Hz. Peygamber cevap verir:
“Allah’a, resulüne ve sizden olan yöneticilere.”
Yöneticileri uyarmak, ama bununla birlikte onlara itaati sürdürmek yerine getirilmesi gereken bir iştir. İnanç ancak bununla zirveye erişir. İslâmiyet ancak bu yolla güçlü ve egemen olur.
Dört Nasihat
Şa‘bî, İbn Abbâs’tan nakille şöyle demektedir;
Babam bana şöyle dedi:
“Bu adam –yani Ömer bin el-Hattâb– seni soruyor. Onun, seni Hz. Muhammed’in önde gelen arkadaşlarına tercih ettiğini görüyorum. Ben sana dört özellik öneriyorum, iyi dinle: Aslâ onun sırrını ifşa etme! Kesinlikle sende yalan görmesin! Ondan gerçeği gizleme ve onu daima uyar! Onun yanında hiç kimse hakkında ispiyonda bulunma; birileri hakkında ileri geri konuşma zaafına düşme!”
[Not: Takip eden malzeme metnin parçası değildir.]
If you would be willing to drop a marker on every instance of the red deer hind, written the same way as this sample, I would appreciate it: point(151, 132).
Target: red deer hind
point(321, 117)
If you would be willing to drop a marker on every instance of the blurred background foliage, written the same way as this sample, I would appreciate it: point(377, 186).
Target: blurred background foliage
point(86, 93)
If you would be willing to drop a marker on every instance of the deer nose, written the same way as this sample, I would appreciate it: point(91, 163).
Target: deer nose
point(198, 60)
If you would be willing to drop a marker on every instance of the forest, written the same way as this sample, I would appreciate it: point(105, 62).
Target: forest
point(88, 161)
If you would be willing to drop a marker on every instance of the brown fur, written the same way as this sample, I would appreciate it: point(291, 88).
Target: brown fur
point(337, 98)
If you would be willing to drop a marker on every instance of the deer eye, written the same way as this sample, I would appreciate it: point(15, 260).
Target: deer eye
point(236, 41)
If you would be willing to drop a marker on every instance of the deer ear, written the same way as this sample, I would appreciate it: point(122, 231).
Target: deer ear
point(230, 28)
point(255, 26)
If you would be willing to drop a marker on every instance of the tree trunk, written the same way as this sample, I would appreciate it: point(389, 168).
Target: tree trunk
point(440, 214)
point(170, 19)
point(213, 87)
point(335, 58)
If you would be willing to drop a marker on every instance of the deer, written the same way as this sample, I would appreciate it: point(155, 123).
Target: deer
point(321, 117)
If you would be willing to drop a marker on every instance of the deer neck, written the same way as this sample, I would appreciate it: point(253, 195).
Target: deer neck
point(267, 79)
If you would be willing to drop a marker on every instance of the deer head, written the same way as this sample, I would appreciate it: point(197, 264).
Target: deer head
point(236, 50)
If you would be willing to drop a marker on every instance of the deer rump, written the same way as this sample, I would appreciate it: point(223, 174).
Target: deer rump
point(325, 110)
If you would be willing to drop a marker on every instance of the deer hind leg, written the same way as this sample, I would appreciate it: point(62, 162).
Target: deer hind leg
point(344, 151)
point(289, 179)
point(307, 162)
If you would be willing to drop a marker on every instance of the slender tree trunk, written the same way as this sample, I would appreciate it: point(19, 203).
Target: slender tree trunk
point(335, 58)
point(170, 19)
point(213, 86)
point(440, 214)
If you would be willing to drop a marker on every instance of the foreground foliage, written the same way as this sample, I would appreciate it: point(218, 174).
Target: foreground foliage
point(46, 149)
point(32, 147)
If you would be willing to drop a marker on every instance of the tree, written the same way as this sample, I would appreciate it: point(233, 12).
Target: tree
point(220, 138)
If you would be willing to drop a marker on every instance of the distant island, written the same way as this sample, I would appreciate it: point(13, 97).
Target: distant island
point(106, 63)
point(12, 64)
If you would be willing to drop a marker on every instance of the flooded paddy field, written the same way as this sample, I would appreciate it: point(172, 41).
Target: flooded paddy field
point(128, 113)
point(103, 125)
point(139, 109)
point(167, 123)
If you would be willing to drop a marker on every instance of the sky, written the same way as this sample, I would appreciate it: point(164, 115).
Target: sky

Şa‘bî devam ediyor: İbn Abbâs’a şöyle dedim:
“Bunların her biri bin nasihatten daha hayırlıdır.”
İbn Abbâs cevap verdi:
“Eyvallah! Hatta on bin nasihatten daha hayırlıdır.”
Acizâne, Yöneticimize Nasihatimdir!
Kelîle ve Dimne’de³ şöyle yazılıdır: Adamın biri, yöneticilerinden birinin huzuruna girip şöyle der:
“Ey yönetici, küçük ve önemsiz görünen bir işte de, büyük ve önemli görünen bir işte de sana nasihat etmek görevimdir. Sağlıklı ve mutlu bir şekilde hayatta olmamızın senin hayatta olmana bağlı olduğu gerçeğini göz önüne alırsak sana karşı olan görevimizi yerine getirmekten başka alternatifimizin olmadığını düşünürüz. Şöyle denir: Her kim sultanı uyarmaz, doktordan hastalığını gizler ve kardeşleriyle irtibatını koparırsa o kimse kendi benliğine kötülük etmiştir. Ben şunu biliyorum ki; dinleyenini rahatsız eden hiçbir söz, söyleyene cesaret ve heves vermez. Ancak dinleyenin kendi aklına güveni varsa o zaman başka. Çünkü dinleyen akıllıysa buna tahammül edecektir. Çünkü boş ve anlamsız bir konuşma dinleyeni sıkar. Sen, ey hükümdarımız; görüş bakımından üstünsün ve ilim sahibisin. Dolayısıyla bu, sizin hoşunuza gitmeyecek konuları da size haber vermem konusunda bana cesaret vermektedir. Çünkü ben şuna güveniyorum; size verdiğim nasihati dikkate alıp bundan dolayı kızacağınız bir kimse olacaksa; benden önce kendinize kızacaksınız.”
İtaat Edip Susayım mı?
İnsanlar, Halife Velid’e karşı tavır değiştirdiklerinde Amr bin Utbe ona şöyle demiştir:
“Efendimiz, seninle yakınlığımız beni konuşturur, senden çekinmem de beni susturur. Ben görüyorum ki sen benim endişe duyduğum hususlarda güven içindesin. İtaat edip susayım mı yoksa sana şefkat gösterip konuşayım mı? Senden olan her şey kabuldür. Gaybı ancak Allah bilir. Biz ona döneceğiz.”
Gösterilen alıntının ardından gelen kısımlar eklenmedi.